With links and attachments, emails can be absolutely anything.

And we send 107,000,000,000 of them a year.

But are they the best at everything? It’s quickly seeming like a no.

It seems insane that email might become redundant. And maybe we will replace it in parts.

Email has it’s limits and it’s drawbacks.

Spam is a problem. I hate keeping track of people’s changing emails. Both those problems are solved in Facebook’s message system. Some universities don’t give their new students email addresses. They get a social media account.

I don’t have to update my Facebook address book when someone changes work. It’s constantly updated for me. In a way, Sean Parker’s failed dream of Plaxo has come true.

Think about it. Before Facebook, there was still a chance you could lose track of someone. If you don’t have their email address, then what?

Spam is less of a problem on Facebook too. A Spam Robot can’t trawl the net for your Facebook inbox and send you a message. Those message are protected.

Ok, yes, there’s limits. No attachments. And maybe you want the odd unsolicited message. And more.

Let’s get to those.

Why else do people use email?

I subscribe to things. Band newsletters, site updates etc. And Twitter is just far better for that. And more instant. Most mailing list send outs have a link to read them online. And they will never go to spam if I just follow the headlines from Twitter.

No attachments? Plenty of sites to store files. As we head into an era of could computing, why send me that mp3? Why not just share it with me on my the cloud? Who needs downloads?

The irony, of course, is that most of these services take an email to sign up to. Facebook’s Connect service is a big challenge to that. Some sites like Rootmusic allow you sign in from your Facebook account – no email required EVER.

Emails are easier to store, and easier to file. But not THAT easy. I’ve been dragging certain emails around for years. And have lost many more. My gmail account, almost a decade old, is unsearchable, full of crap.

The fact it’s supposed to be everything is one of it’s problems. Useless notifications about some WordPress setting are mixed in with important receipts. Newsletters mixed with work figures. Personal emails mixed with links to jokes.

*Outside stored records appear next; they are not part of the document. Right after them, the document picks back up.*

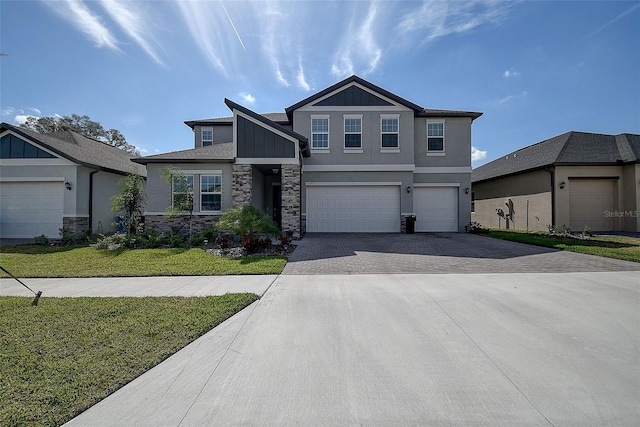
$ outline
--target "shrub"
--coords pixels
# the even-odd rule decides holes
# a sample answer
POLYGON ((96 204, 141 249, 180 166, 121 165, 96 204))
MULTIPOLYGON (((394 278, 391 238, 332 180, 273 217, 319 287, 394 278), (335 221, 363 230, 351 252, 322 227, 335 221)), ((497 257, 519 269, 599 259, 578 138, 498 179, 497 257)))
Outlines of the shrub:
POLYGON ((44 234, 41 234, 33 238, 33 243, 36 245, 47 246, 49 244, 49 239, 44 234))

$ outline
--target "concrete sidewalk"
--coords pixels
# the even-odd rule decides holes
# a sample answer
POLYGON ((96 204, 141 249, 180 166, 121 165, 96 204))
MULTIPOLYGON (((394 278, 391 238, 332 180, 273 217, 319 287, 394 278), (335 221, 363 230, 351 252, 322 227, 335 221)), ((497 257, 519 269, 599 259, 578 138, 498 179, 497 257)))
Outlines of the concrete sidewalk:
MULTIPOLYGON (((262 295, 277 275, 99 277, 20 280, 42 297, 208 296, 251 292, 262 295)), ((14 279, 0 279, 0 296, 33 296, 14 279)))
POLYGON ((280 276, 68 425, 635 426, 639 300, 637 272, 280 276))

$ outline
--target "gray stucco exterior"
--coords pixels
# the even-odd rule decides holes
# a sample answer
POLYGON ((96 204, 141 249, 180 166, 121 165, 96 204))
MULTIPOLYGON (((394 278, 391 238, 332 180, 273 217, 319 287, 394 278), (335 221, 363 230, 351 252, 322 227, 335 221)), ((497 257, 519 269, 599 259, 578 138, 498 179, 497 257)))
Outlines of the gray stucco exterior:
MULTIPOLYGON (((375 203, 386 212, 386 230, 403 230, 406 215, 422 215, 418 218, 422 224, 428 223, 431 215, 453 216, 442 231, 464 231, 471 219, 471 124, 481 113, 427 110, 357 76, 286 108, 286 115, 261 115, 230 100, 225 103, 232 117, 185 122, 194 130, 194 150, 188 157, 198 169, 219 169, 223 175, 220 213, 233 205, 250 203, 272 215, 284 231, 298 235, 305 232, 313 217, 309 213, 315 208, 310 207, 307 194, 309 187, 316 186, 325 189, 323 194, 327 197, 332 191, 340 191, 345 206, 352 205, 352 212, 335 212, 337 221, 343 221, 337 229, 348 230, 346 222, 366 222, 367 218, 376 223, 379 218, 376 219, 375 203), (312 119, 318 118, 328 123, 328 144, 324 147, 312 146, 312 119), (360 146, 348 147, 345 120, 351 123, 354 118, 360 129, 356 131, 360 146), (385 128, 383 132, 383 120, 385 126, 389 121, 393 126, 397 123, 397 130, 385 128), (445 132, 445 148, 435 154, 427 152, 430 121, 441 123, 445 132), (232 155, 207 161, 202 155, 205 152, 199 151, 207 148, 202 147, 202 129, 212 131, 214 146, 232 141, 232 155), (419 191, 413 191, 414 187, 419 191), (433 197, 429 194, 432 188, 447 189, 449 198, 443 202, 446 209, 430 210, 428 203, 417 200, 433 197), (391 206, 384 198, 375 203, 362 199, 377 189, 388 197, 391 206), (350 191, 368 207, 360 209, 357 203, 349 203, 350 191), (416 202, 420 202, 417 210, 416 202), (357 212, 359 209, 362 212, 357 212)), ((155 157, 141 160, 148 165, 150 215, 158 215, 171 203, 170 189, 160 180, 160 168, 172 164, 187 173, 194 167, 191 163, 180 164, 170 155, 164 160, 155 157)), ((331 200, 314 200, 324 202, 331 200)), ((317 228, 317 224, 312 225, 317 228)), ((375 227, 362 229, 384 231, 375 227)))

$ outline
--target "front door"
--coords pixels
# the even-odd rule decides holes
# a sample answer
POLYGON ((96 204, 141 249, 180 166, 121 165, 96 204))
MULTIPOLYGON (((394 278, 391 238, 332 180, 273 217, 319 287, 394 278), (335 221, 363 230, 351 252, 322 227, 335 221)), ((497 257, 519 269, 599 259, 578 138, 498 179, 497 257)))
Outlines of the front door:
POLYGON ((282 228, 282 188, 279 185, 273 186, 273 220, 278 225, 278 228, 282 228))

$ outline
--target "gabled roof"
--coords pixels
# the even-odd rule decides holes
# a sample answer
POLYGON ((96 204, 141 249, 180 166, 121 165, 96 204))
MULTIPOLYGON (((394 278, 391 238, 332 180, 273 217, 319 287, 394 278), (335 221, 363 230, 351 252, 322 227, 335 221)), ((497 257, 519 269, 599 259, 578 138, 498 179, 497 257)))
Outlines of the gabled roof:
POLYGON ((309 157, 311 155, 311 150, 309 148, 309 140, 307 139, 306 136, 300 135, 297 132, 294 132, 294 131, 292 131, 290 129, 287 129, 287 128, 277 124, 276 122, 273 122, 273 121, 267 119, 266 117, 264 117, 264 116, 262 116, 262 115, 260 115, 260 114, 258 114, 256 112, 253 112, 253 111, 249 110, 248 108, 243 107, 242 105, 237 104, 237 103, 235 103, 235 102, 233 102, 233 101, 231 101, 231 100, 229 100, 227 98, 224 99, 224 103, 227 104, 227 107, 229 107, 229 109, 231 111, 238 110, 241 113, 246 114, 247 116, 249 116, 251 118, 254 118, 257 121, 259 121, 259 122, 261 122, 261 123, 273 128, 273 129, 276 129, 276 130, 278 130, 278 131, 280 131, 282 133, 285 133, 285 134, 297 139, 298 140, 298 145, 300 147, 300 152, 302 153, 302 155, 304 157, 309 157))
POLYGON ((223 142, 206 147, 191 148, 189 150, 172 151, 170 153, 155 154, 153 156, 138 157, 133 160, 136 163, 232 163, 233 142, 223 142))
POLYGON ((8 123, 1 123, 0 133, 6 130, 83 166, 119 174, 134 172, 142 176, 147 175, 143 166, 131 162, 136 159, 135 156, 73 131, 37 133, 8 123))
MULTIPOLYGON (((264 113, 260 114, 267 120, 271 120, 279 125, 290 125, 289 118, 285 113, 264 113)), ((206 125, 233 125, 233 116, 231 117, 214 117, 211 119, 198 119, 198 120, 186 120, 184 122, 187 126, 193 129, 195 126, 206 125)))
POLYGON ((473 112, 473 111, 455 111, 455 110, 433 110, 433 109, 426 109, 423 108, 417 104, 414 104, 411 101, 407 101, 406 99, 389 92, 386 89, 381 88, 380 86, 376 86, 371 82, 366 81, 365 79, 358 77, 356 75, 353 75, 351 77, 347 77, 346 79, 329 86, 328 88, 314 94, 311 95, 308 98, 303 99, 302 101, 288 107, 285 109, 285 111, 287 112, 287 116, 289 117, 289 121, 293 120, 293 112, 295 110, 297 110, 298 108, 301 108, 305 105, 308 104, 312 104, 314 101, 319 100, 320 98, 331 94, 332 92, 335 92, 337 90, 339 90, 342 87, 345 86, 349 86, 353 83, 357 83, 369 90, 372 90, 373 92, 376 92, 382 96, 384 96, 385 98, 391 99, 392 101, 405 106, 411 110, 414 111, 415 115, 418 117, 470 117, 471 120, 475 120, 478 117, 480 117, 482 115, 482 113, 478 113, 478 112, 473 112))
POLYGON ((549 166, 640 162, 640 135, 567 132, 509 153, 473 170, 472 182, 549 166))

Everyone has thousands of emails under their belt. Thousands is probably cutting it short by a long way. Millions is more like it. Being a desk jockey, my whole job is just pushing emails around. Is this really the best way to communicate?

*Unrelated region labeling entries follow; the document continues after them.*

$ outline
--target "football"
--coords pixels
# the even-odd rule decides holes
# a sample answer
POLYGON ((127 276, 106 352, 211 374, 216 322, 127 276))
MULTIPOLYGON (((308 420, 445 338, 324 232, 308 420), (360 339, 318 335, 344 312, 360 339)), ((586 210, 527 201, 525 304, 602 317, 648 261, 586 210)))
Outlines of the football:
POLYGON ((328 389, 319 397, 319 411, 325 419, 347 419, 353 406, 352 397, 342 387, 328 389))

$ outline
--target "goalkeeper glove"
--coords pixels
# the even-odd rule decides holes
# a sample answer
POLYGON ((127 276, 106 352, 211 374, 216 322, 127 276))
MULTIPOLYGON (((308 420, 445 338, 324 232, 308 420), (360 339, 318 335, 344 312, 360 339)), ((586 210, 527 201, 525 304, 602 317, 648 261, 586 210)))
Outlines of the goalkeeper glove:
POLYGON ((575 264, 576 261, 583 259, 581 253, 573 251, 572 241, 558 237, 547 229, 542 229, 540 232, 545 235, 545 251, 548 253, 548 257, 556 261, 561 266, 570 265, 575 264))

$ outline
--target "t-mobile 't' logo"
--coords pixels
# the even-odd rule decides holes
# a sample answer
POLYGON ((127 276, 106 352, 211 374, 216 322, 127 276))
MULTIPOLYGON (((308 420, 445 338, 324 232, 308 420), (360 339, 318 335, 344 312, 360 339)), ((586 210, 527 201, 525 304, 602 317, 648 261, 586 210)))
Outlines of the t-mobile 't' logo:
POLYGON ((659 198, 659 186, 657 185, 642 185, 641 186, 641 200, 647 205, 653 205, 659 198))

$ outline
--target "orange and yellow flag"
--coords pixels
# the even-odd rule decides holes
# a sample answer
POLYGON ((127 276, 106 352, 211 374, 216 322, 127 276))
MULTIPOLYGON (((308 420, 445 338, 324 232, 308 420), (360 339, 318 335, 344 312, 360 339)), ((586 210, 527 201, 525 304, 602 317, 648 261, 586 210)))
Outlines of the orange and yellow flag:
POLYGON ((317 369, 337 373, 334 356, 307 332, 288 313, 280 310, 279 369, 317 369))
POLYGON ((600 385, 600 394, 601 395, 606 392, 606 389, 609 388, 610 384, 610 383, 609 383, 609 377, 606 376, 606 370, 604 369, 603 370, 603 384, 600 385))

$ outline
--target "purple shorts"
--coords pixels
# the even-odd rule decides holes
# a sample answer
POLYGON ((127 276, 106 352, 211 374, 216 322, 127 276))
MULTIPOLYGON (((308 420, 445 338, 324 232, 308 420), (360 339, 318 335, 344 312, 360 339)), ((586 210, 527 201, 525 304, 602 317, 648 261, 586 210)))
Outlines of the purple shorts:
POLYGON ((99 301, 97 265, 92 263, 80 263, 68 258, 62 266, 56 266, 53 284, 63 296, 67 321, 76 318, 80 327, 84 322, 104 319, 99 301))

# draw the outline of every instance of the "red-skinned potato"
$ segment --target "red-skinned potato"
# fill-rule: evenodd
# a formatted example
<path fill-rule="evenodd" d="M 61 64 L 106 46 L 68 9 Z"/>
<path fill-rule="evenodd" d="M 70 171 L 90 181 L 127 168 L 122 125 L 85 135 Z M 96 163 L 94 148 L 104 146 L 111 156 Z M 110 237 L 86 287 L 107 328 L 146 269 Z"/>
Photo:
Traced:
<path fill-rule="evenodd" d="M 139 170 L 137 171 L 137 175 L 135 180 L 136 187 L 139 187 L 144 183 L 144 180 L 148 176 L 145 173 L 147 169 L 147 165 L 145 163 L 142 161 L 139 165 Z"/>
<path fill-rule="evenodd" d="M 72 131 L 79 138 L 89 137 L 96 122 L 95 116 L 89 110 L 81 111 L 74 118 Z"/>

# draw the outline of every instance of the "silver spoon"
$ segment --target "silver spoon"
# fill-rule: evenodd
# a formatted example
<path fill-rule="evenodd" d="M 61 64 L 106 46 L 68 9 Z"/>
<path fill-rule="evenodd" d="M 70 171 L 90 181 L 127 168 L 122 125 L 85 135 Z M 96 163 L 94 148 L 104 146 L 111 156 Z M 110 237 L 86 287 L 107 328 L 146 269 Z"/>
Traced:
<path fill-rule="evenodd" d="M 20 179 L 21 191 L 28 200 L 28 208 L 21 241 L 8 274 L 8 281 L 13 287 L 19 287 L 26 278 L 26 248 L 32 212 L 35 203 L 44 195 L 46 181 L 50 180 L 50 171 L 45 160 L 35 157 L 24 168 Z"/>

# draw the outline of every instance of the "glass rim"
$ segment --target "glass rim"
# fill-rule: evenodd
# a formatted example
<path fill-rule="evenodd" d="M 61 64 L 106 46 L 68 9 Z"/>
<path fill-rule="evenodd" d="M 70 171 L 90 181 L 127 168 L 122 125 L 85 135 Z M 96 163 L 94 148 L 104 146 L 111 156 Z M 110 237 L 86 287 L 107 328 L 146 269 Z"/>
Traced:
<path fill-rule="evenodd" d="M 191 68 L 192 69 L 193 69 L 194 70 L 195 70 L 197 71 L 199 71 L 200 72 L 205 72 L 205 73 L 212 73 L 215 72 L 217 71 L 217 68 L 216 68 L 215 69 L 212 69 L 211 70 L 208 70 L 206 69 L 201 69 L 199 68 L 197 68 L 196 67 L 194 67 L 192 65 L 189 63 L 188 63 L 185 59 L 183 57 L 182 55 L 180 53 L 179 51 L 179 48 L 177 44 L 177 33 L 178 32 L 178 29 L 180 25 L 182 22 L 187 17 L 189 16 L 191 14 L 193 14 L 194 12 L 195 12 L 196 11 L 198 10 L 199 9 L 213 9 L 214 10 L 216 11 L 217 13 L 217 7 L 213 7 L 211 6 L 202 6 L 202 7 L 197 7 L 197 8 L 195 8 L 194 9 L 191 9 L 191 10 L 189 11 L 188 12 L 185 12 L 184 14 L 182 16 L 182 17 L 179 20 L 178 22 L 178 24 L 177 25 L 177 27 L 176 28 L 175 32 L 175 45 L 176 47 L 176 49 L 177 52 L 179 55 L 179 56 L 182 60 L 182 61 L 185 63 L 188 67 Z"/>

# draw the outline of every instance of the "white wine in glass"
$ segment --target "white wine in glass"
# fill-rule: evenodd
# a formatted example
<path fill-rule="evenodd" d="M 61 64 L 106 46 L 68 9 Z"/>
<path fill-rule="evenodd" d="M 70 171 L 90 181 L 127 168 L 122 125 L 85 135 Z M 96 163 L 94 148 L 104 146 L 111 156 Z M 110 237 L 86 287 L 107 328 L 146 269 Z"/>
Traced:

Google Wave is considered now a failure, but I thought it was interesting. The Google team obviously thought about what was wrong with emails tried to address them. Instead of twenty mails back and forth about one thing, it all sits in one “conversation”. It wasn’t perfect, but they tried to address the way people loop in others or exclude people as email trails grow and grow.

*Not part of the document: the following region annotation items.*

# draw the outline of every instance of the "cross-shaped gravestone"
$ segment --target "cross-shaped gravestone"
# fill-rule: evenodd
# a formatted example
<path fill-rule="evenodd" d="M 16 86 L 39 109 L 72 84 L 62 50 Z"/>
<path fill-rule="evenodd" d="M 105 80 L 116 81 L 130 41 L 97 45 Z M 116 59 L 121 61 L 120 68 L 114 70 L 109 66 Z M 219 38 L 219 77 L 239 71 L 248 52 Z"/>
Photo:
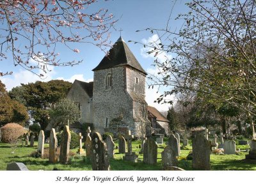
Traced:
<path fill-rule="evenodd" d="M 220 132 L 220 143 L 221 144 L 224 144 L 224 140 L 223 138 L 225 137 L 225 134 L 223 133 Z"/>
<path fill-rule="evenodd" d="M 141 148 L 140 150 L 140 153 L 143 152 L 144 143 L 145 143 L 145 140 L 147 140 L 147 138 L 146 138 L 146 136 L 145 134 L 143 134 L 141 137 Z"/>
<path fill-rule="evenodd" d="M 84 152 L 83 149 L 82 140 L 84 137 L 82 136 L 82 133 L 79 132 L 79 148 L 78 148 L 77 153 L 79 154 L 82 154 Z"/>
<path fill-rule="evenodd" d="M 124 136 L 124 138 L 126 139 L 127 141 L 127 145 L 128 145 L 128 155 L 131 155 L 132 152 L 132 139 L 133 139 L 134 136 L 133 135 L 131 134 L 131 131 L 128 131 L 127 134 Z"/>
<path fill-rule="evenodd" d="M 132 141 L 131 140 L 134 138 L 133 135 L 131 134 L 131 131 L 128 131 L 127 134 L 125 135 L 125 138 L 127 141 L 128 144 L 128 152 L 125 153 L 125 155 L 123 157 L 124 160 L 137 162 L 138 155 L 135 152 L 132 152 Z"/>
<path fill-rule="evenodd" d="M 214 134 L 214 143 L 217 143 L 217 138 L 218 138 L 217 134 Z"/>
<path fill-rule="evenodd" d="M 25 141 L 26 141 L 26 144 L 25 145 L 28 145 L 28 142 L 29 141 L 29 135 L 28 134 L 28 133 L 26 134 L 26 137 L 25 137 Z"/>
<path fill-rule="evenodd" d="M 90 156 L 91 154 L 91 148 L 92 148 L 92 138 L 90 136 L 90 133 L 91 132 L 91 130 L 90 127 L 88 127 L 86 130 L 86 138 L 85 139 L 84 142 L 84 147 L 85 147 L 85 152 L 86 154 L 86 156 Z"/>
<path fill-rule="evenodd" d="M 204 134 L 205 136 L 206 140 L 209 140 L 208 135 L 211 134 L 211 132 L 208 131 L 208 129 L 205 129 L 205 130 L 204 131 Z"/>

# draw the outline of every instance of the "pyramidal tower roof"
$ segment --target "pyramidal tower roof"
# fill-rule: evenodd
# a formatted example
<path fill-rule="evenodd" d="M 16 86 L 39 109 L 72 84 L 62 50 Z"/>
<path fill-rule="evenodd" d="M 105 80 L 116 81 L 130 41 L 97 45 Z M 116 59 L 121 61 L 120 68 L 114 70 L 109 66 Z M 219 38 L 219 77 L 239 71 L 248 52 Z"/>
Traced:
<path fill-rule="evenodd" d="M 108 69 L 120 66 L 129 66 L 147 75 L 139 62 L 122 38 L 119 39 L 110 49 L 109 54 L 105 56 L 99 65 L 92 71 Z"/>

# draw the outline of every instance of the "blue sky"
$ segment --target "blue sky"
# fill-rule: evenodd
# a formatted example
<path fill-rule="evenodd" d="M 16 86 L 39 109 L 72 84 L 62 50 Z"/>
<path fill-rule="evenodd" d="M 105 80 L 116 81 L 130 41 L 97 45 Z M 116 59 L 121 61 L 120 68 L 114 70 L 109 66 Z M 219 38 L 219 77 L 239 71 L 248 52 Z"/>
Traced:
<path fill-rule="evenodd" d="M 138 61 L 144 69 L 150 73 L 156 71 L 156 69 L 151 64 L 154 61 L 154 56 L 147 55 L 147 48 L 143 46 L 135 45 L 127 42 L 129 40 L 140 42 L 147 42 L 149 40 L 157 39 L 154 33 L 148 31 L 136 32 L 147 27 L 161 29 L 166 27 L 168 17 L 171 12 L 174 0 L 109 0 L 108 1 L 99 1 L 91 7 L 92 10 L 99 10 L 101 8 L 107 8 L 109 13 L 112 13 L 116 19 L 119 20 L 115 27 L 116 29 L 122 29 L 122 37 L 128 44 Z M 177 1 L 172 12 L 172 17 L 175 18 L 178 13 L 186 11 L 184 5 L 186 1 Z M 174 29 L 179 27 L 180 22 L 171 22 L 171 26 Z M 113 30 L 111 41 L 115 43 L 120 37 L 120 32 Z M 22 45 L 22 43 L 20 43 Z M 75 79 L 83 81 L 92 81 L 93 73 L 92 71 L 100 62 L 105 54 L 96 46 L 89 44 L 77 44 L 76 46 L 80 50 L 80 53 L 75 53 L 68 48 L 61 47 L 58 48 L 60 53 L 61 61 L 83 60 L 83 62 L 79 66 L 73 67 L 55 67 L 52 72 L 48 73 L 45 80 L 41 80 L 33 73 L 26 71 L 19 66 L 13 66 L 11 58 L 1 62 L 0 70 L 2 71 L 13 72 L 12 75 L 0 77 L 0 80 L 6 85 L 8 90 L 13 87 L 19 85 L 20 83 L 28 83 L 35 82 L 36 80 L 48 81 L 52 79 L 62 79 L 73 82 Z M 158 57 L 161 58 L 161 56 Z M 159 110 L 167 110 L 170 105 L 157 104 L 154 101 L 161 95 L 160 90 L 147 90 L 146 87 L 146 100 L 149 105 L 156 107 Z M 172 99 L 171 97 L 170 99 Z"/>

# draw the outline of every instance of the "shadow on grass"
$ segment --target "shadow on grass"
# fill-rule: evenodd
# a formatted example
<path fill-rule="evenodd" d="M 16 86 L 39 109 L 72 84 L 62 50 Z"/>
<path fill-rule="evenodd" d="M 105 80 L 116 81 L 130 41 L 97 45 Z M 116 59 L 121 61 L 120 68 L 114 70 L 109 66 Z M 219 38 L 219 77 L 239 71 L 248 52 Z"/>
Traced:
<path fill-rule="evenodd" d="M 242 160 L 225 160 L 220 162 L 211 162 L 213 170 L 256 170 L 256 163 Z"/>

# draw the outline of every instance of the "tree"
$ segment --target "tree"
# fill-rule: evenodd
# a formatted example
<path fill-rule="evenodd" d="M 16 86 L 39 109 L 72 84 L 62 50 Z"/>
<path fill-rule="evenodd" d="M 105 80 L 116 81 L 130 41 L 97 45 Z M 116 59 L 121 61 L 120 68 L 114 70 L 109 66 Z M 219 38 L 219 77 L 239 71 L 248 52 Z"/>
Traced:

It might sound like a small issue but all that crap you get at the top when you reply to an email – the “to” and “from” stuff. Useless. Sometimes I have something to send but cannot be fucked coming up with a subject title all the time.

Email has not really developed the way just about everything else online has. I can’t embed videos. File sizes are still a problem.It is a formatting nightmare all around. And they aren’t as instant as they first seemed. God knows how many times I’ve asked someone if they have my email yet.

Spam and security are still issues. I still have to manually allow graphics in my emails in most cases. Most identity fraud and hack jobs use email as their way in. Yet we still hang on to email as our main means of communicating with eachother.

It’s one of the nice things about technology. If what you have isn’t perfect, and not improving, then someone somewhere is quietly reinventing it.

And email is far from perfect, and definitely not improving.

A few years ago, friends of mine started to abandon the landline. It was a bit risky, but they felt like they never used it. They will learn to live without it.

Maybe that day is coming for email. Not soon, but it’s coming.

It’s an interesting experiment to think about. Can a person survive without an email address these days? And if not, are we getting closer to the point where that can be true?

It’s obviously unfeasible right now. But not so impossible as we once thought.